The EU DataGrid project, the major grid development European effort, will complete its activity at the beginning of 2004. The results of its intense three years of activity show in a testbed that comprises 12 sites in 6 countries and which provides significant computing and storage resources to a community of approximately 500 users from thirteen different virtual organizations. The latest release of the DataGrid software has been successfully validated on a large set of applications, ranging from High Energy Physics to Bio-Informatics and Earth Observation. This software is now the basis of the current CERN Large Hadron Collider Grid Project first production infrastructure, the facility that is being setup for the analysis of data that will be produced by the new CERN accelerator (LHC). Although a considerable amount of work remains to be done, EDG, with its achievements, has proved the validity of the Grid concept and paved the way for the next generation Grid production infrastructure for a much wider multi-science international community.
EGEE (Enabling Grids for E-Science in Europe) aims to integrate current national, regional and thematic Grid efforts, in order to create a seamless European Grid infrastructure for the support of the European Research Area. This infrastructure will be built on the EU Research Network GEANT and exploit Grid expertise that has been generated by projects such as the EU DataGrid project, other EU supported Grid projects and the national Grid initiatives such as UK e-Science, INFN Grid, Nordugrid and the US Trillium (cluster of projects).
The EGEE vision is that this Grid infrastructure will provide European researchers in academia and industry with a common market of computing resources, enabling round-the-clock access to major computing resources, independent of geographic location. This infrastructure will support distributed research communities, including relevant Networks of Excellence, which share common Grid computing needs and are prepared to integrate their own distributed computing infrastructures and agree common access policies. The resulting infrastructure will surpass the capabilities of local clusters and individual supercomputing centres in many respects, providing a unique tool for collaborative compute-intensive science (``e-Science'') in the European Research Area. Finally, the infrastructure will provide interoperability with other Grids around the globe, including the US NSF Cyberinfrastructure, contributing to efforts to establish a worldwide Grid infrastructure.
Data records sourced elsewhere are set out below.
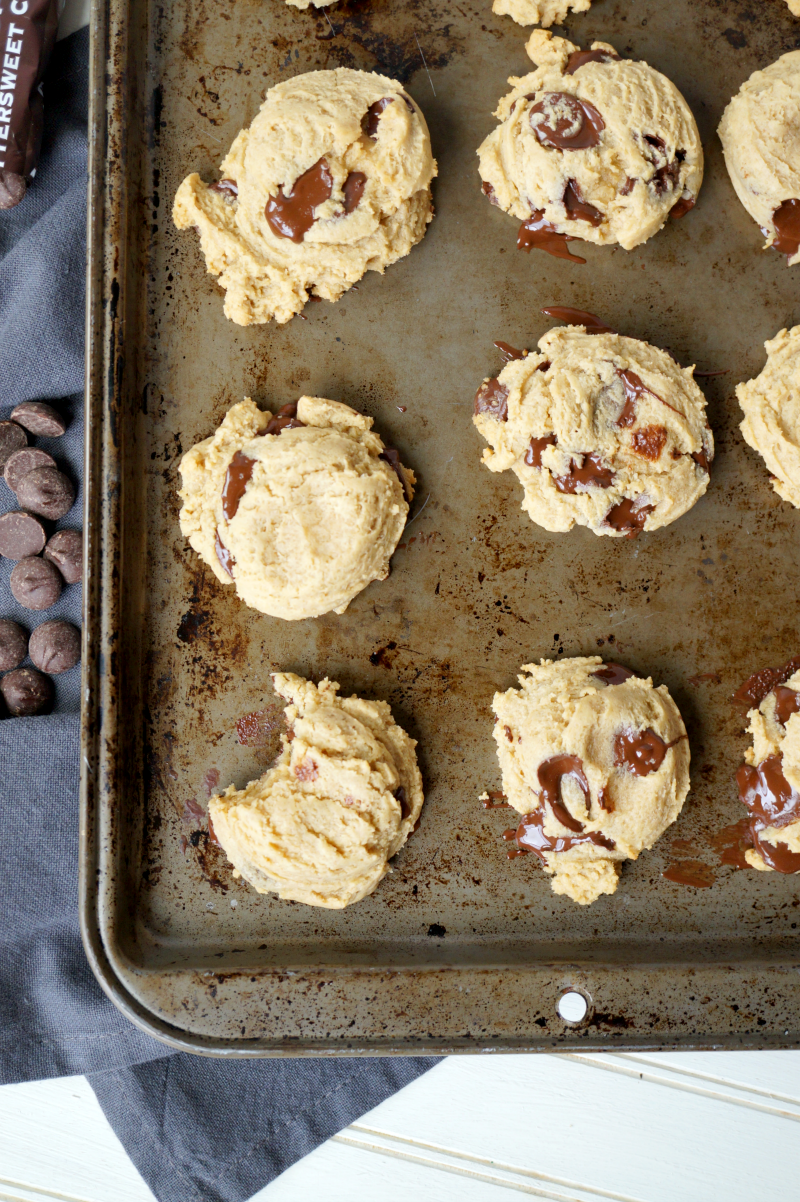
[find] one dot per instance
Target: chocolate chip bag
(28, 31)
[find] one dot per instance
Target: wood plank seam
(656, 1079)
(387, 1148)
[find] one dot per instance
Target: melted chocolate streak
(530, 834)
(771, 802)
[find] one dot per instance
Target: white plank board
(636, 1128)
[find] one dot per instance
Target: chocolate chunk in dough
(12, 189)
(40, 418)
(27, 692)
(55, 647)
(22, 462)
(13, 644)
(65, 549)
(21, 535)
(12, 438)
(36, 583)
(48, 492)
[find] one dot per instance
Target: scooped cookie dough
(771, 408)
(332, 179)
(597, 761)
(340, 801)
(590, 146)
(541, 12)
(769, 780)
(601, 430)
(760, 141)
(299, 511)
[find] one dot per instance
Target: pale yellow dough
(312, 117)
(562, 708)
(760, 141)
(770, 737)
(580, 399)
(320, 516)
(771, 408)
(340, 801)
(636, 102)
(538, 12)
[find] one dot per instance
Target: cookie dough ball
(330, 180)
(299, 511)
(760, 140)
(771, 408)
(769, 780)
(591, 146)
(601, 430)
(597, 761)
(340, 801)
(539, 12)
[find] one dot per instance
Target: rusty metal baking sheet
(459, 948)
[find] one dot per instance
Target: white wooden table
(672, 1128)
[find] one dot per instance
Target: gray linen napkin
(193, 1128)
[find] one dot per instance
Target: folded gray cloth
(195, 1128)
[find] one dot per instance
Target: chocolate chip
(55, 647)
(21, 535)
(40, 418)
(12, 438)
(12, 189)
(22, 462)
(46, 491)
(27, 692)
(36, 583)
(13, 644)
(65, 549)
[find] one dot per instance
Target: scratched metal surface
(458, 948)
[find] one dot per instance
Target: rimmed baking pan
(459, 948)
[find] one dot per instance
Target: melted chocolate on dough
(579, 59)
(628, 517)
(291, 215)
(614, 673)
(227, 186)
(578, 317)
(642, 751)
(650, 441)
(237, 478)
(757, 686)
(353, 190)
(591, 474)
(680, 208)
(577, 208)
(372, 115)
(533, 453)
(786, 220)
(509, 352)
(284, 420)
(578, 129)
(771, 802)
(536, 233)
(787, 702)
(493, 398)
(224, 555)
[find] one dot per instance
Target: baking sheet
(459, 948)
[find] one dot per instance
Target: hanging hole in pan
(573, 1006)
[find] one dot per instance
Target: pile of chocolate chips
(45, 561)
(54, 647)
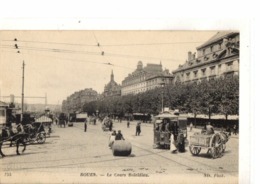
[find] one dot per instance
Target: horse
(62, 122)
(7, 135)
(224, 138)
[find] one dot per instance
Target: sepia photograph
(119, 106)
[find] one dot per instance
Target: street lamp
(162, 86)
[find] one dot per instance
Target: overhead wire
(76, 60)
(107, 45)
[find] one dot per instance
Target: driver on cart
(209, 129)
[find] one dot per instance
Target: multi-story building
(112, 88)
(76, 101)
(145, 78)
(219, 56)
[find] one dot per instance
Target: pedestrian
(191, 126)
(112, 138)
(235, 129)
(175, 130)
(110, 125)
(119, 136)
(209, 129)
(138, 129)
(85, 125)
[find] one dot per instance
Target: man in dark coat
(119, 136)
(138, 129)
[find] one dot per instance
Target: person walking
(235, 129)
(85, 125)
(191, 126)
(138, 129)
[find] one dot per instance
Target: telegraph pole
(22, 93)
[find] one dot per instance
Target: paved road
(72, 155)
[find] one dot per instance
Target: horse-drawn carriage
(167, 124)
(215, 143)
(35, 133)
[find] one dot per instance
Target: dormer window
(211, 49)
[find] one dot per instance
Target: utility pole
(22, 93)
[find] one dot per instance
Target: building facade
(145, 78)
(112, 88)
(76, 101)
(219, 56)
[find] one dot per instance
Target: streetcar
(162, 131)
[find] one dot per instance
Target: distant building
(76, 101)
(112, 88)
(219, 56)
(145, 78)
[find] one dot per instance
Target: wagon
(35, 132)
(162, 132)
(213, 143)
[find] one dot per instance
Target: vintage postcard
(119, 106)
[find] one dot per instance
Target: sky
(58, 63)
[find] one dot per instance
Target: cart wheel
(41, 137)
(195, 150)
(216, 145)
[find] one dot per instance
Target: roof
(3, 104)
(216, 37)
(166, 115)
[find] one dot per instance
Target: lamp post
(162, 86)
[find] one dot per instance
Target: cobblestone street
(71, 155)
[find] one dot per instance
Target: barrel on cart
(121, 148)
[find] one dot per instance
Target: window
(212, 70)
(219, 46)
(211, 48)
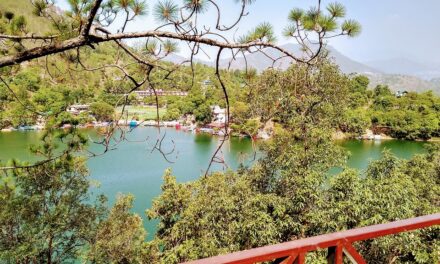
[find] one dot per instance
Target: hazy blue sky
(391, 28)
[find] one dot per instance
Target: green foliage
(120, 238)
(216, 214)
(44, 215)
(320, 22)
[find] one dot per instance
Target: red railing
(339, 244)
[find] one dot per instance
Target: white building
(219, 114)
(77, 109)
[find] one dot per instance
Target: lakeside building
(78, 109)
(219, 114)
(159, 92)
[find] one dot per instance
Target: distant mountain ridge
(398, 78)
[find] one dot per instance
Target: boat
(206, 130)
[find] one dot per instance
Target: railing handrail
(323, 241)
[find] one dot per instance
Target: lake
(134, 168)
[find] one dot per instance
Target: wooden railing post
(334, 255)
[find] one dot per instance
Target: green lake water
(134, 168)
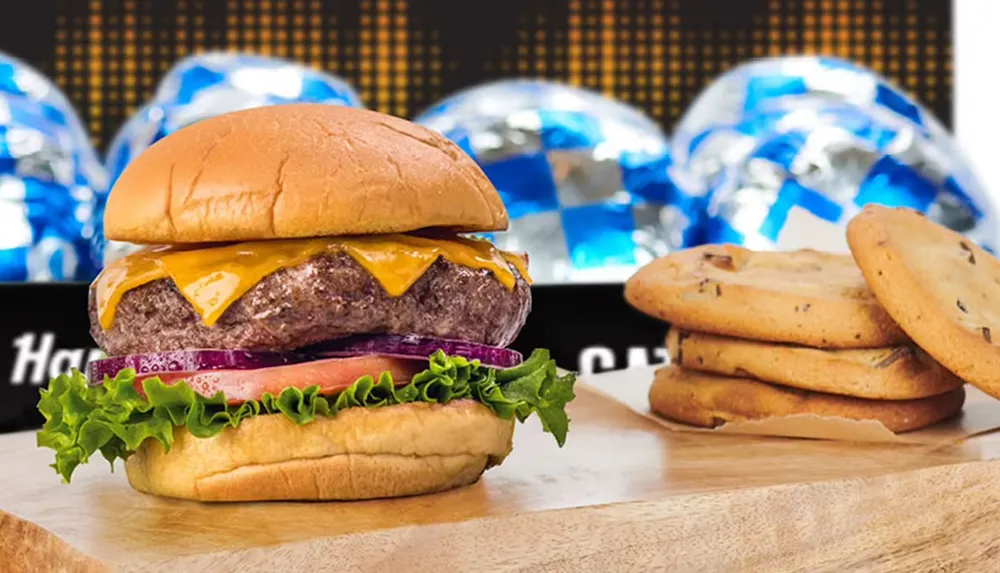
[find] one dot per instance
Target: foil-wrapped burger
(787, 150)
(583, 177)
(50, 178)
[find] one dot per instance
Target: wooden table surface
(624, 494)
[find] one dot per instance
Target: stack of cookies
(867, 337)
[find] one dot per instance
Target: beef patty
(326, 297)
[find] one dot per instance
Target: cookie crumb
(724, 262)
(965, 247)
(681, 336)
(896, 355)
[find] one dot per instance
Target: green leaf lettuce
(115, 419)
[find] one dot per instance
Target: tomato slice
(332, 375)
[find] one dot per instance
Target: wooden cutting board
(624, 495)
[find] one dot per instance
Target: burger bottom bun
(361, 453)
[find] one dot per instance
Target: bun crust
(299, 170)
(394, 451)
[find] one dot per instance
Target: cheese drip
(213, 278)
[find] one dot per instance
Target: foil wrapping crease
(50, 182)
(785, 151)
(583, 177)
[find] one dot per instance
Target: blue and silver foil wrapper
(786, 150)
(584, 178)
(211, 84)
(50, 178)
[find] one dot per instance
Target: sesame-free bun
(360, 453)
(299, 170)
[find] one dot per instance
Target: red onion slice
(412, 345)
(190, 361)
(393, 346)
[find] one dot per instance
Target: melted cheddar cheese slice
(213, 278)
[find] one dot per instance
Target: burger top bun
(360, 453)
(299, 170)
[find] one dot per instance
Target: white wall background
(976, 36)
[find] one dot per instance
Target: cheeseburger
(307, 319)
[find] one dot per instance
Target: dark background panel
(404, 55)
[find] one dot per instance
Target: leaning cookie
(709, 400)
(802, 297)
(897, 373)
(943, 290)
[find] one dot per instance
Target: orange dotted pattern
(403, 55)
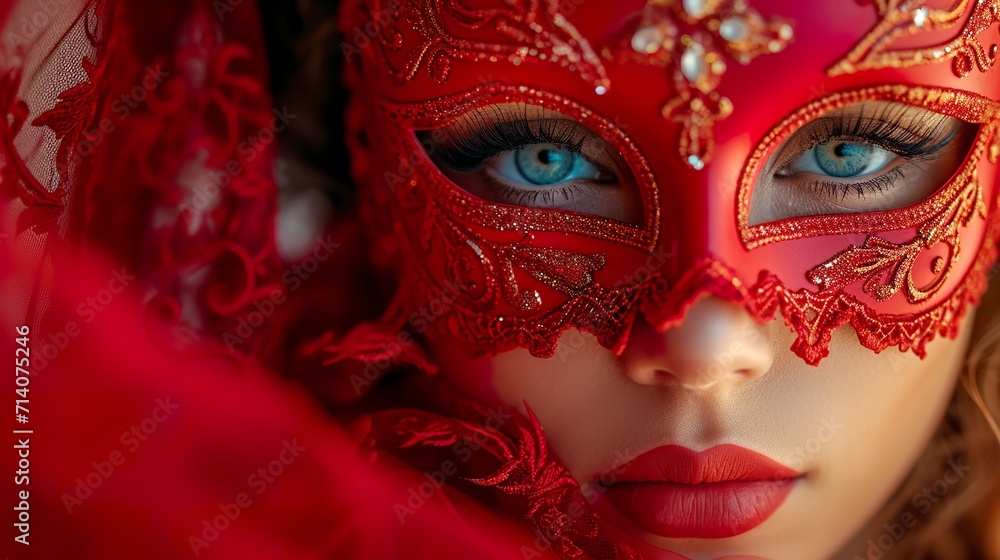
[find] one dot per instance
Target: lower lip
(708, 511)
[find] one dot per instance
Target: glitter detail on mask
(693, 41)
(903, 18)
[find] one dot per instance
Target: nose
(718, 342)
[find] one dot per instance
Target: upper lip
(680, 465)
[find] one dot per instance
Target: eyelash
(467, 150)
(885, 131)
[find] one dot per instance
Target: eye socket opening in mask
(526, 155)
(863, 157)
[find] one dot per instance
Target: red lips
(675, 492)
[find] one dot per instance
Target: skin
(854, 425)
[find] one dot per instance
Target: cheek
(884, 408)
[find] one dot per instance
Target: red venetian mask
(575, 165)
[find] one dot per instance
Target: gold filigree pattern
(877, 256)
(903, 18)
(525, 30)
(693, 40)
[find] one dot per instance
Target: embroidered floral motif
(525, 475)
(693, 40)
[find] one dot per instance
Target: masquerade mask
(541, 166)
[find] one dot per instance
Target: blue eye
(544, 164)
(843, 159)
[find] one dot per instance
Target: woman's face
(850, 429)
(658, 161)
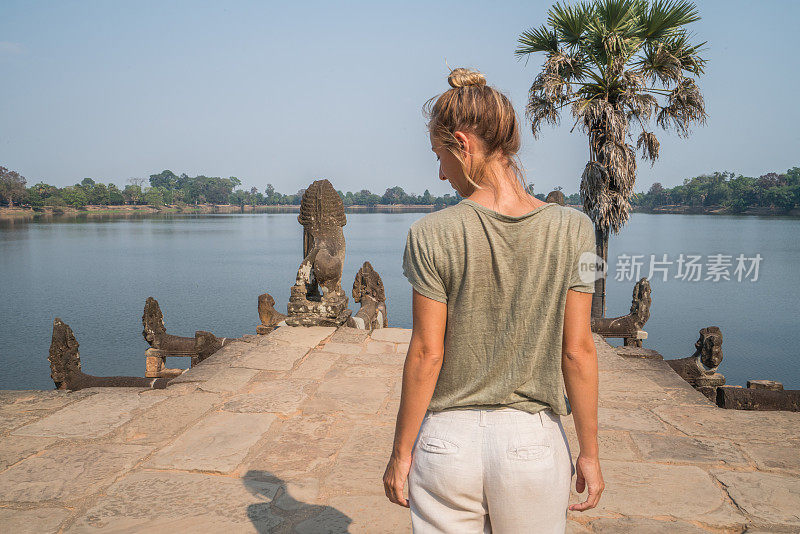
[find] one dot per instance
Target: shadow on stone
(280, 511)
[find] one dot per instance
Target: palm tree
(618, 65)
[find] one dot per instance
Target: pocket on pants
(532, 451)
(437, 445)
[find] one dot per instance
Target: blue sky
(288, 93)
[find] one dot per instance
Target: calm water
(206, 272)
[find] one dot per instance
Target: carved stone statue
(555, 197)
(198, 348)
(368, 291)
(65, 366)
(317, 298)
(628, 326)
(699, 369)
(270, 317)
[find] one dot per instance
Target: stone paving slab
(32, 521)
(16, 448)
(217, 443)
(290, 432)
(68, 472)
(91, 417)
(157, 501)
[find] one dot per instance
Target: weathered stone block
(92, 417)
(69, 472)
(278, 396)
(218, 442)
(770, 499)
(183, 502)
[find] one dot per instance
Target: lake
(206, 271)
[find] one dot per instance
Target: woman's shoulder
(439, 219)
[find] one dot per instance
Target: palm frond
(665, 17)
(685, 105)
(659, 64)
(534, 40)
(649, 145)
(617, 16)
(570, 22)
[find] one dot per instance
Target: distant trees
(12, 186)
(727, 190)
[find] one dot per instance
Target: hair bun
(461, 77)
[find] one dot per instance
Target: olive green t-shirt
(505, 282)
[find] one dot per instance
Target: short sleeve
(584, 271)
(419, 268)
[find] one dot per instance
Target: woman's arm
(420, 372)
(579, 367)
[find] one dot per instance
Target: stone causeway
(290, 432)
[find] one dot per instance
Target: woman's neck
(502, 192)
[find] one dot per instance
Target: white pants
(501, 471)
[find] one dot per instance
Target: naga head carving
(321, 208)
(640, 304)
(709, 346)
(152, 321)
(65, 360)
(368, 283)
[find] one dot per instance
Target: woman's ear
(464, 141)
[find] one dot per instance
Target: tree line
(168, 188)
(725, 189)
(737, 193)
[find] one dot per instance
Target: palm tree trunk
(599, 297)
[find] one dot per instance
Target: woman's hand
(588, 475)
(394, 479)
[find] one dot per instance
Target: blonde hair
(472, 106)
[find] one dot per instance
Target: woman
(501, 326)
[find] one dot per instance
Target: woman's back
(505, 280)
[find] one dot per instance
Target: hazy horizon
(288, 94)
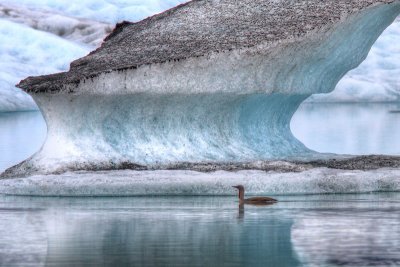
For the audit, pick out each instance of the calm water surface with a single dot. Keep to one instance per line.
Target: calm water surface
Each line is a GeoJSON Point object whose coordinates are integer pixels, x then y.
{"type": "Point", "coordinates": [325, 230]}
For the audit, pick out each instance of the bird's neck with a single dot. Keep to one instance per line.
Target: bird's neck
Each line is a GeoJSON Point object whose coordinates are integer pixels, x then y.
{"type": "Point", "coordinates": [241, 194]}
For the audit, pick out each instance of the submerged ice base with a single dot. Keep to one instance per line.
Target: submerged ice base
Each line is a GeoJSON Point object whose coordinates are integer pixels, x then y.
{"type": "Point", "coordinates": [223, 99]}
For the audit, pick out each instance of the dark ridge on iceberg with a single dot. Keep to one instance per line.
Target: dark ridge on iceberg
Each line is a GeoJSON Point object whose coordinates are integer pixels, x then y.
{"type": "Point", "coordinates": [362, 163]}
{"type": "Point", "coordinates": [200, 28]}
{"type": "Point", "coordinates": [209, 85]}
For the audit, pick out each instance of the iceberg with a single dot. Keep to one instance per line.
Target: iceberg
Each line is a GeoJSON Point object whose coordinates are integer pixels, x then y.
{"type": "Point", "coordinates": [17, 61]}
{"type": "Point", "coordinates": [207, 82]}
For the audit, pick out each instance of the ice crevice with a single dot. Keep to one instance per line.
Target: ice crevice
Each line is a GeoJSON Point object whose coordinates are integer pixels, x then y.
{"type": "Point", "coordinates": [150, 99]}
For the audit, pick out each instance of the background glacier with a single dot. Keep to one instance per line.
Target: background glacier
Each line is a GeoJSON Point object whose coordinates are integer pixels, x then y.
{"type": "Point", "coordinates": [42, 37]}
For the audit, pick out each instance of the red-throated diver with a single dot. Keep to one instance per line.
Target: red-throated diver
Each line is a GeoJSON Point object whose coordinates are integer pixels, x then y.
{"type": "Point", "coordinates": [253, 200]}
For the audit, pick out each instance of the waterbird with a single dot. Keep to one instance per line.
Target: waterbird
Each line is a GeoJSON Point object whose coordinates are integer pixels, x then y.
{"type": "Point", "coordinates": [253, 200]}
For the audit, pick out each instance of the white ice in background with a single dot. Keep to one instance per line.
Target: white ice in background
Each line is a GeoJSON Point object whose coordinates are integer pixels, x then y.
{"type": "Point", "coordinates": [111, 11]}
{"type": "Point", "coordinates": [26, 52]}
{"type": "Point", "coordinates": [185, 183]}
{"type": "Point", "coordinates": [79, 30]}
{"type": "Point", "coordinates": [377, 79]}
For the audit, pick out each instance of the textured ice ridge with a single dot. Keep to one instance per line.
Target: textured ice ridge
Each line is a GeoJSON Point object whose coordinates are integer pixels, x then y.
{"type": "Point", "coordinates": [180, 182]}
{"type": "Point", "coordinates": [208, 81]}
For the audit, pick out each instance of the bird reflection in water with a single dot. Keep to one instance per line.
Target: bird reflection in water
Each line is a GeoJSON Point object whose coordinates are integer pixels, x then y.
{"type": "Point", "coordinates": [254, 201]}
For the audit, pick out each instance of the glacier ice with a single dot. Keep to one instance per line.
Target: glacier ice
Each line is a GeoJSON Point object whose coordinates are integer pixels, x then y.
{"type": "Point", "coordinates": [78, 30]}
{"type": "Point", "coordinates": [111, 11]}
{"type": "Point", "coordinates": [377, 79]}
{"type": "Point", "coordinates": [373, 81]}
{"type": "Point", "coordinates": [232, 106]}
{"type": "Point", "coordinates": [51, 54]}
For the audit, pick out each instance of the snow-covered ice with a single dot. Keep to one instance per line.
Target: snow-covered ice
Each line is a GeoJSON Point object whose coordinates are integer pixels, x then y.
{"type": "Point", "coordinates": [168, 182]}
{"type": "Point", "coordinates": [25, 52]}
{"type": "Point", "coordinates": [377, 79]}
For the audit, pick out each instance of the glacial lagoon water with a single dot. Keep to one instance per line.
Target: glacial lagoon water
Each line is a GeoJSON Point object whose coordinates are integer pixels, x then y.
{"type": "Point", "coordinates": [342, 128]}
{"type": "Point", "coordinates": [314, 230]}
{"type": "Point", "coordinates": [300, 230]}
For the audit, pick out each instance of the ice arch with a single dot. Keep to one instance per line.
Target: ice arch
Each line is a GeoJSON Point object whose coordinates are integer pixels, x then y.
{"type": "Point", "coordinates": [208, 81]}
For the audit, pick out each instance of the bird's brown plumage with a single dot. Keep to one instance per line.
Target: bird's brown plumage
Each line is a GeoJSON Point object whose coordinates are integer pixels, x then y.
{"type": "Point", "coordinates": [253, 200]}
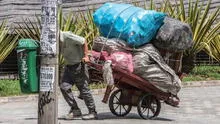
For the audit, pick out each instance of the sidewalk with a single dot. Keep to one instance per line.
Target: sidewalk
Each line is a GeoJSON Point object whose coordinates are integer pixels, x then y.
{"type": "Point", "coordinates": [101, 91]}
{"type": "Point", "coordinates": [198, 105]}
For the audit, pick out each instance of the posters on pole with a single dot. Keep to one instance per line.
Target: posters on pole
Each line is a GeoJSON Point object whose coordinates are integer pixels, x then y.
{"type": "Point", "coordinates": [48, 24]}
{"type": "Point", "coordinates": [47, 78]}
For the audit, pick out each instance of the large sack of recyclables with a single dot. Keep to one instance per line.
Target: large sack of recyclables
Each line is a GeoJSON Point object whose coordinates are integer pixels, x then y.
{"type": "Point", "coordinates": [147, 62]}
{"type": "Point", "coordinates": [137, 27]}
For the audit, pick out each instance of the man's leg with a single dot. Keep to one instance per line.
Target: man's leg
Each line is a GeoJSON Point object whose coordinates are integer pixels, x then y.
{"type": "Point", "coordinates": [65, 87]}
{"type": "Point", "coordinates": [82, 85]}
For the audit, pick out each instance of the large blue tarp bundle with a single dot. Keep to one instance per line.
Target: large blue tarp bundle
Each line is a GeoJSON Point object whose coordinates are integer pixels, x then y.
{"type": "Point", "coordinates": [127, 22]}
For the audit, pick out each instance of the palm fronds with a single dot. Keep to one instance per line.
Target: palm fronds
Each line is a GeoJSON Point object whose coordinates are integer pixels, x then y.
{"type": "Point", "coordinates": [7, 41]}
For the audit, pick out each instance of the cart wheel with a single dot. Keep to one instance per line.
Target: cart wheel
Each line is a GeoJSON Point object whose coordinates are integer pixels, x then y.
{"type": "Point", "coordinates": [114, 104]}
{"type": "Point", "coordinates": [148, 107]}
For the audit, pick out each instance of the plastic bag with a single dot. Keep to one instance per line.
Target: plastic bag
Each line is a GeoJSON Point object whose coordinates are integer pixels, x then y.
{"type": "Point", "coordinates": [132, 24]}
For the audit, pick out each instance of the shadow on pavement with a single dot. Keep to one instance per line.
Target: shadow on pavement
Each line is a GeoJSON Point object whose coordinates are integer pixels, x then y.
{"type": "Point", "coordinates": [109, 115]}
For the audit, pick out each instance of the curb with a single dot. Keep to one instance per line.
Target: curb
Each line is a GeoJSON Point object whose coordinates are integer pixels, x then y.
{"type": "Point", "coordinates": [101, 91]}
{"type": "Point", "coordinates": [201, 83]}
{"type": "Point", "coordinates": [35, 97]}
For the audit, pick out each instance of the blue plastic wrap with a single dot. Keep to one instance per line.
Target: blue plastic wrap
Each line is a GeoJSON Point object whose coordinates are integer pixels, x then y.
{"type": "Point", "coordinates": [127, 22]}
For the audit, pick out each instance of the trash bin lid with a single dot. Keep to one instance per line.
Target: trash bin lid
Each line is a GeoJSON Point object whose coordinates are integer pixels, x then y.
{"type": "Point", "coordinates": [27, 44]}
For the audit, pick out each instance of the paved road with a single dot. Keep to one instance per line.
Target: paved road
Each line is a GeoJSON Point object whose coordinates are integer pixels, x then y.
{"type": "Point", "coordinates": [199, 105]}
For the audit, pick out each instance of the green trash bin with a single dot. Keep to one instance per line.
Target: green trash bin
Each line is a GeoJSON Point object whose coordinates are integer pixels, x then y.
{"type": "Point", "coordinates": [27, 61]}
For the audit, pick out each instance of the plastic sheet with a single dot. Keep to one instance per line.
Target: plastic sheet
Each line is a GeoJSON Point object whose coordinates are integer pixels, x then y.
{"type": "Point", "coordinates": [149, 65]}
{"type": "Point", "coordinates": [174, 35]}
{"type": "Point", "coordinates": [109, 45]}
The scope of the project is illustrated in Figure 1.
EGEE has been proposed by experts in Grid technologies representing the leading Grid activities in Europe. The process of developing this project has lead to a structuring of the European Grid community into ten partner regions or ``federations'' (Figure 2). A significant structuring effect due to EGEE is already apparent, as several of these partners have begun integrating regional Grid efforts in order to provide coordinated resources to the EGEE project. In addition, US representatives are participating as EU unfunded partners in the project, and are considering establishing a US EGEE federation. Participation of Japan and the Asia-Pacific region is considered desirable and will be pursued.
EGEE is a two-year project conceived as part of a four-year programme. Major implementation milestones after two years will provide the basis for assessing subsequent objectives and funding needs. Given the service-oriented nature of this project, two pilot application areas have been selected to guide the implementation and certify the performance and functionality of the evolving European Grid infrastructure. One is the Large Hadron Collider Computing Grid, which relies on a Grid infrastructure in order to store and analyse petabytes of real and simulated data from high-energy physics experiments at CERN. The other is Biomedical Grids, where several communities are facing equally daunting challenges to cope with the flood of bioinformatics and healthcare data.
Given the rapidly growing scientific needs for a Grid infrastructure, it is deemed essential for the EGEE project to ``hit the ground running'', by deploying basic services, and initiating joint research and networking activities before the formal start of the project. The LCG project will provide basic resources and infrastructure already during 2003, and Biomedical Grid applications will be planned at this stage. The available resources and user groups will then rapidly expand during the course of the project. To ensure that the project ramps up rapidly, project partners have agreed to begin providing their unfunded contribution prior to the official start of the project.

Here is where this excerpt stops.